Thursday, September 15, 2011

Liver Disease and Analgesia

Liver Disease and Analgesia
58. A.A., a 54-year-old man with alcoholic cirrhosis, severe ascites, and mild jaundice, has been hospitalized with severe right upper quadrant abdominal pain. His stools are guaiac positive, and he occasionally has bright red blood present at the rectum secondary to hemorrhoids. He was placed on oral lactulose 30 g QID when the protein content of his diet was increased. Although he has a history of hepatic encephalopathy, he is currently alert and receiving only spironolactone 200 mg/day and prophylactic lactulose. What problems can arise when administering opioid analgesics to patients such as A.A.?
Morphine can induce electroencephalogram (EEG) changes similar to those associated with impending hepatic encephalopathy when administered to patients with hepatic cirrhosis.196 These morphine-induced EEG changes cannot be correlated with alkalosis, hypokalemia, or increased blood ammonia levels, and the mechanism is unknown.
Because most opioid analgesics are significantly metabolized in the liver, their serum levels can accumulate if dosing intervals are not adjusted in patients with decreased hepatic function.197,198 The oral bioavailability of some of the opioids also can be increased because of a decreased hepatic first-pass effect.199 The opioids with the greatest first-pass effect or a high extraction ratio have the greatest variability in bioavailability. For example, oral morphine and meperidine have a higher extraction ratio than methadone and, therefore, are more likely to be absorbed unpredictably in patients with severe liver disease. In these patients, methadone is most likely to be absorbed consistently when administered orally.

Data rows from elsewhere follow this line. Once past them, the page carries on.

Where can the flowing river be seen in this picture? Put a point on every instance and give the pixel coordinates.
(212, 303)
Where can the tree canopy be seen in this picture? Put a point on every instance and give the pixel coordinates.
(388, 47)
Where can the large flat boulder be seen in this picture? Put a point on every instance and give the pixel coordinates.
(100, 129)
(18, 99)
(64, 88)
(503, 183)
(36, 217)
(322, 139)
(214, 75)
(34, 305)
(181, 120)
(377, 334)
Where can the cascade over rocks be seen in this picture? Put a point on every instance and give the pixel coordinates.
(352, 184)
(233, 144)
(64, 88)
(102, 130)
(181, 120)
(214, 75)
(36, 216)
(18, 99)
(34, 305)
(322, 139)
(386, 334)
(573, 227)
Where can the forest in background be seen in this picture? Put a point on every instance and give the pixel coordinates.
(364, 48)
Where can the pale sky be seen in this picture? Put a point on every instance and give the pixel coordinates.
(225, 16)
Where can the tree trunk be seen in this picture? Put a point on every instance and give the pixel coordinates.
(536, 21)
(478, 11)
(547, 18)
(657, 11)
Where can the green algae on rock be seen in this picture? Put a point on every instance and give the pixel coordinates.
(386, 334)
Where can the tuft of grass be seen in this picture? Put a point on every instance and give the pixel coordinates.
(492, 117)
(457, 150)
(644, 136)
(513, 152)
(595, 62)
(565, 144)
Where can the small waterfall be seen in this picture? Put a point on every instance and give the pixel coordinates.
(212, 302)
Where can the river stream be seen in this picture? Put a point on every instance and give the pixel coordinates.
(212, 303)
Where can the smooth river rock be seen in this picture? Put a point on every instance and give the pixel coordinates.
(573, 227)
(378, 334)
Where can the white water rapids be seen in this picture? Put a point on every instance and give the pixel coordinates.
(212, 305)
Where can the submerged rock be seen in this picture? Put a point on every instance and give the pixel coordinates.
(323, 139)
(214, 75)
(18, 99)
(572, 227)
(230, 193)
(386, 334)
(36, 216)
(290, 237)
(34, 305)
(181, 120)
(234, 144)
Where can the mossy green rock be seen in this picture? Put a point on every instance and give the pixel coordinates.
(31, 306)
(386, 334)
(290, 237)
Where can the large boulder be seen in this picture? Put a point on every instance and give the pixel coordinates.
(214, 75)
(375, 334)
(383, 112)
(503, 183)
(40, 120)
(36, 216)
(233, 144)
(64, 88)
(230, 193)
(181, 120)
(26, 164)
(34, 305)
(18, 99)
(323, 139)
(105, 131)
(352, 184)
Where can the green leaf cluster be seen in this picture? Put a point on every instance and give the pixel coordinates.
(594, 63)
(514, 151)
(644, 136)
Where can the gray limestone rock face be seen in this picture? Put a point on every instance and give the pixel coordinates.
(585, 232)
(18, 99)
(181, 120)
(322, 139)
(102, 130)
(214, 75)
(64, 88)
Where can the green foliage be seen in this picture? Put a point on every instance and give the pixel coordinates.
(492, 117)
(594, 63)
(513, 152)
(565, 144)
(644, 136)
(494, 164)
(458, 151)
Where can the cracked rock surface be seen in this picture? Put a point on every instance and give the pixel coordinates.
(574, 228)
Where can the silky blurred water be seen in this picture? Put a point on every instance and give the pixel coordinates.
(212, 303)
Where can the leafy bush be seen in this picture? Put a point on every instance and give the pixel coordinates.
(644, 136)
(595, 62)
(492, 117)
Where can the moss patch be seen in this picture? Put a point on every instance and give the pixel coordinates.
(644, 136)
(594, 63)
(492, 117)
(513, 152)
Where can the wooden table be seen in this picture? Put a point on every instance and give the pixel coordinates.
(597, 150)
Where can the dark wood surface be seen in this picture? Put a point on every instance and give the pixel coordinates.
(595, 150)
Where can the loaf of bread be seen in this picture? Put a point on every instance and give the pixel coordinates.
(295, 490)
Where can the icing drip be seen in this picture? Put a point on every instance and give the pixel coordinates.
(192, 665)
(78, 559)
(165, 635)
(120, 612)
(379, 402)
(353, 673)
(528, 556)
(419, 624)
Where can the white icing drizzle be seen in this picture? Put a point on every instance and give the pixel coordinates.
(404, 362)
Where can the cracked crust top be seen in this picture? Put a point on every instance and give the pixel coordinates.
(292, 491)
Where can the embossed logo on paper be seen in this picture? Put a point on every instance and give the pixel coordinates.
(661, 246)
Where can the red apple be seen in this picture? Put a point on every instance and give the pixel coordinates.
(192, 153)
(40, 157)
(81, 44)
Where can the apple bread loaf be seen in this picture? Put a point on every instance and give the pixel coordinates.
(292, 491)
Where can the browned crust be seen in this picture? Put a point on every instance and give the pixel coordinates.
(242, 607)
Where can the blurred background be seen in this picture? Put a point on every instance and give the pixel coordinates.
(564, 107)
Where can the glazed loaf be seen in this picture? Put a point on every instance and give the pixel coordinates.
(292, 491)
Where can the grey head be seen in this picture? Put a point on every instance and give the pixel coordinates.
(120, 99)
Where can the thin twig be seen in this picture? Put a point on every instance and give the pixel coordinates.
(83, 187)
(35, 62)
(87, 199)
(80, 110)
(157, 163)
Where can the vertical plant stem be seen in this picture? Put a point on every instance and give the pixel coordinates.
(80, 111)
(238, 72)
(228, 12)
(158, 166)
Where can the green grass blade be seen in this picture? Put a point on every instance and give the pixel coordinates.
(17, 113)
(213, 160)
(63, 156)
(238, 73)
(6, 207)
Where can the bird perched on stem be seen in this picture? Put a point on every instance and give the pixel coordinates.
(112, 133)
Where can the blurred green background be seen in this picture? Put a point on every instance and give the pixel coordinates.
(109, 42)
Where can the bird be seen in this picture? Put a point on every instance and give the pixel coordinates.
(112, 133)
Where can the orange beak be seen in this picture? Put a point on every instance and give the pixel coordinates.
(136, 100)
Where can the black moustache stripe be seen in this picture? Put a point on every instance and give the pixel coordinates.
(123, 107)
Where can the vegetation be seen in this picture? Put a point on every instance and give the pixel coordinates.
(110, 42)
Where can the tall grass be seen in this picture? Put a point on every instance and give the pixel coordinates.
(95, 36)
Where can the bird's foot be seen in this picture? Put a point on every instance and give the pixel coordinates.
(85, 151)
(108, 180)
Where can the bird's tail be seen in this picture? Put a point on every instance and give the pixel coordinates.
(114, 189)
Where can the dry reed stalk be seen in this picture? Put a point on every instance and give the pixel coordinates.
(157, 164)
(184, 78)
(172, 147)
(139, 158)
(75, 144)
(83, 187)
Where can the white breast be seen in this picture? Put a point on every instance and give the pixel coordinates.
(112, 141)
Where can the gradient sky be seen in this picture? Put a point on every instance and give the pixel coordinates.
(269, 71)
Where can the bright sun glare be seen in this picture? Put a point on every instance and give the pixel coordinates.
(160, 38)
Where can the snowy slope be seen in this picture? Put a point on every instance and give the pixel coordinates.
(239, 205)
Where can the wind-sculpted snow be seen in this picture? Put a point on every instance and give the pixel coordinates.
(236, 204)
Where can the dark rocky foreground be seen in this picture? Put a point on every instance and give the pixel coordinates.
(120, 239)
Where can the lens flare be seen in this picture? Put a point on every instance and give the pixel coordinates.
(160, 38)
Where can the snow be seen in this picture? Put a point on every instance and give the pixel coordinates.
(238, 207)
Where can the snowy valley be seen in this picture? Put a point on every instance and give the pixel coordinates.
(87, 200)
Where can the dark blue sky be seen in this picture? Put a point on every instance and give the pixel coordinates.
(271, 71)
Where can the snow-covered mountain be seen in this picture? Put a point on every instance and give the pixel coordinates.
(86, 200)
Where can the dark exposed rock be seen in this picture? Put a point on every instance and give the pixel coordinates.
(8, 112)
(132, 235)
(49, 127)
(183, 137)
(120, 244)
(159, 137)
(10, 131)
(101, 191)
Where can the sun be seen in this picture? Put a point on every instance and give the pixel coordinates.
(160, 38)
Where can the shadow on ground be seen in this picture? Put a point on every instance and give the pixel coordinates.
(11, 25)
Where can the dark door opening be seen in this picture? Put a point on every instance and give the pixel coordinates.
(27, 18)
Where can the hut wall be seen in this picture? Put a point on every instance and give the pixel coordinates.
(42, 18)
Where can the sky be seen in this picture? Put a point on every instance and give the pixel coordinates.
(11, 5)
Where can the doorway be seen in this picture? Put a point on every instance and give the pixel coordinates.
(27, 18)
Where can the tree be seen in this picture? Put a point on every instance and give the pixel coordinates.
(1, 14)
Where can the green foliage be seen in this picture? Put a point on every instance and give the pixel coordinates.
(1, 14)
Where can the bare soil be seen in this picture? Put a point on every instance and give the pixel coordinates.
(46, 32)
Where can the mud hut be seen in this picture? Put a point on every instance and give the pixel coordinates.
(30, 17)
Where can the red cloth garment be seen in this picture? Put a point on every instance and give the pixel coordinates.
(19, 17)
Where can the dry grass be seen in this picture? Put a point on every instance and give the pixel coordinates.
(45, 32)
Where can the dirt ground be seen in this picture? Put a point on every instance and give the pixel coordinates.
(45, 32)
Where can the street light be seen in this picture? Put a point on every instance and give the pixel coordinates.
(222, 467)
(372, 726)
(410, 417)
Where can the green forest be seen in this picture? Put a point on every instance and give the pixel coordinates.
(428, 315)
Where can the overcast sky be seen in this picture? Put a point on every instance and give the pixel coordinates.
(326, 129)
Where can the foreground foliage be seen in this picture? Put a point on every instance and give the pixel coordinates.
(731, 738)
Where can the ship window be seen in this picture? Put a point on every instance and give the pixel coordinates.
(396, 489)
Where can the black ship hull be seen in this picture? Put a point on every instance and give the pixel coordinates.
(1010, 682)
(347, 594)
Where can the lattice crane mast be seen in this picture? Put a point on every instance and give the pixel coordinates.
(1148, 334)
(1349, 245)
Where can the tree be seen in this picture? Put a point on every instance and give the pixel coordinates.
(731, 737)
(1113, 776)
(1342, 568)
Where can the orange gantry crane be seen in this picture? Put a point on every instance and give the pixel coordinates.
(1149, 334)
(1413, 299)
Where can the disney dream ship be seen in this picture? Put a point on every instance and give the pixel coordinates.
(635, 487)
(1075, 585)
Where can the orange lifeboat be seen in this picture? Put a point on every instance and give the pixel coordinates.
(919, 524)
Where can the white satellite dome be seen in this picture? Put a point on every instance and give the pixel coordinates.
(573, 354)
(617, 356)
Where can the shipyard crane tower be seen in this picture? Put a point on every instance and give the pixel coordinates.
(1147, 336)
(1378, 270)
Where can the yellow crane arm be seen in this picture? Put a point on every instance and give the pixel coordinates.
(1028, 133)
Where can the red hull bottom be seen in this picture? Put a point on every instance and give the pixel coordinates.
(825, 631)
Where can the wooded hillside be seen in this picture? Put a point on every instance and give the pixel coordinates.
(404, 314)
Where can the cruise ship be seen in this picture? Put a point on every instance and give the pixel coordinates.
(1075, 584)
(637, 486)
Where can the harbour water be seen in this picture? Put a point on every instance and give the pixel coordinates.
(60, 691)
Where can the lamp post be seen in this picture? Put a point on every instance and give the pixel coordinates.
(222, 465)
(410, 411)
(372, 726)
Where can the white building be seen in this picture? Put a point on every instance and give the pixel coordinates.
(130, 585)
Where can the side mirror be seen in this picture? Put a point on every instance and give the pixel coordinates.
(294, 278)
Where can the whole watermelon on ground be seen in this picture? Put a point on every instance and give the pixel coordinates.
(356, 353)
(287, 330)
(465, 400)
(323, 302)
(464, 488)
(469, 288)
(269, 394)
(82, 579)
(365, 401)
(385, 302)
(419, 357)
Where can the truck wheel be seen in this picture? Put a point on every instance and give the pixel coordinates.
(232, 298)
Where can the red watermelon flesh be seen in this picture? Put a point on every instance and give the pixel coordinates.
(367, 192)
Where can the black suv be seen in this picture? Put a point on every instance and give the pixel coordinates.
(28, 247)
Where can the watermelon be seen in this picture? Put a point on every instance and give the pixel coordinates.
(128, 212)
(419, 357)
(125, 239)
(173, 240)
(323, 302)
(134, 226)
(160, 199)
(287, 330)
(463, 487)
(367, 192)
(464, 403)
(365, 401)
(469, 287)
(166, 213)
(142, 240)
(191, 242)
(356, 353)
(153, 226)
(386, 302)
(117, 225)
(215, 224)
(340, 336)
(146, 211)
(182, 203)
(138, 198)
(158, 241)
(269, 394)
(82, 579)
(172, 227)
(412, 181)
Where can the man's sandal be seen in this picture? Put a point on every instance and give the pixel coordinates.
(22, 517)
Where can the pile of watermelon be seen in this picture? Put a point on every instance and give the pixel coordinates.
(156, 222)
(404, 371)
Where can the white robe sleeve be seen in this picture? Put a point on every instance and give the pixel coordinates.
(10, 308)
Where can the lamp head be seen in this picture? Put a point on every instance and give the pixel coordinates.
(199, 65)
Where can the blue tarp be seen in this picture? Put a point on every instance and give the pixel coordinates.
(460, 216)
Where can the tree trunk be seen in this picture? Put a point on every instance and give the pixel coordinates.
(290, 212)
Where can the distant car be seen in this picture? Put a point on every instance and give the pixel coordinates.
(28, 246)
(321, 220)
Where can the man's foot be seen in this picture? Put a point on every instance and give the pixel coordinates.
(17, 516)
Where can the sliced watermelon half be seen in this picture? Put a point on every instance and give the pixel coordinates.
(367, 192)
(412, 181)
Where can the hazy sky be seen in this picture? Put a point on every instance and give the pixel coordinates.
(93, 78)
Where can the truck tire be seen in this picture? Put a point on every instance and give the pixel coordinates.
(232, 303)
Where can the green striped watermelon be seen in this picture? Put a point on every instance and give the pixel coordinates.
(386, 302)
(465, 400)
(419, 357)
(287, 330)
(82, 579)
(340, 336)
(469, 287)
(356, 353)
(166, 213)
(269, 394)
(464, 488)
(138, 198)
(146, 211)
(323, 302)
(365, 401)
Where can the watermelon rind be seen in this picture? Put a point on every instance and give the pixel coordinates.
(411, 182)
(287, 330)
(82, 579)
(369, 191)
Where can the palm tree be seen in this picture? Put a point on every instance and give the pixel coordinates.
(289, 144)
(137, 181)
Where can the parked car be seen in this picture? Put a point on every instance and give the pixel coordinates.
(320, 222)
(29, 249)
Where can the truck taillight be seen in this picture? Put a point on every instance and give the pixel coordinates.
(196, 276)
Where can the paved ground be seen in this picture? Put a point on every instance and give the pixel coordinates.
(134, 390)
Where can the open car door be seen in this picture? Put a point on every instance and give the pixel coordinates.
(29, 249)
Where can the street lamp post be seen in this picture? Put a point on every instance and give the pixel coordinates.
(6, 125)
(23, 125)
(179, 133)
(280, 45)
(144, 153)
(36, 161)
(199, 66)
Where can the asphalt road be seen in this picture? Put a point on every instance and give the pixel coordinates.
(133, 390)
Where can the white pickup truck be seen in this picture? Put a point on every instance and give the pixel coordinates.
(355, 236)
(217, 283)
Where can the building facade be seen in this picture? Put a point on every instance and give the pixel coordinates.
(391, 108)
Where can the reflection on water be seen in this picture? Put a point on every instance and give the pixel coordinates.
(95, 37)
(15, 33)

It would be reasonable to treat A.A.'s pain with a single, modest dose of parenteral morphine, but subsequent doses should await the reappearance of signs of pain to prevent the possible precipitation of hepatic encephalopathy. Careful monitoring of A.A. is essential to minimize risk while maximizing analgesia. The clinician should remember that any CNS depressant can trigger significant problems in a patient such as A.A. If an oral opioid is to be used, then methadone will be a good choice because of its more consistent bioavailability. Although methadone has a long half-life, it is still safer to use orally than morphine. All opioid analgesics should be given in small, frequent, on-demand doses in patients such as A.A. Time-contingent dosing of opioids should be avoided in patients with liver disease because of the risk of drug accumulation. A.A. can be given methadone 2.5 mg no more often than every 6 hours, as needed, accompanied by close monitoring.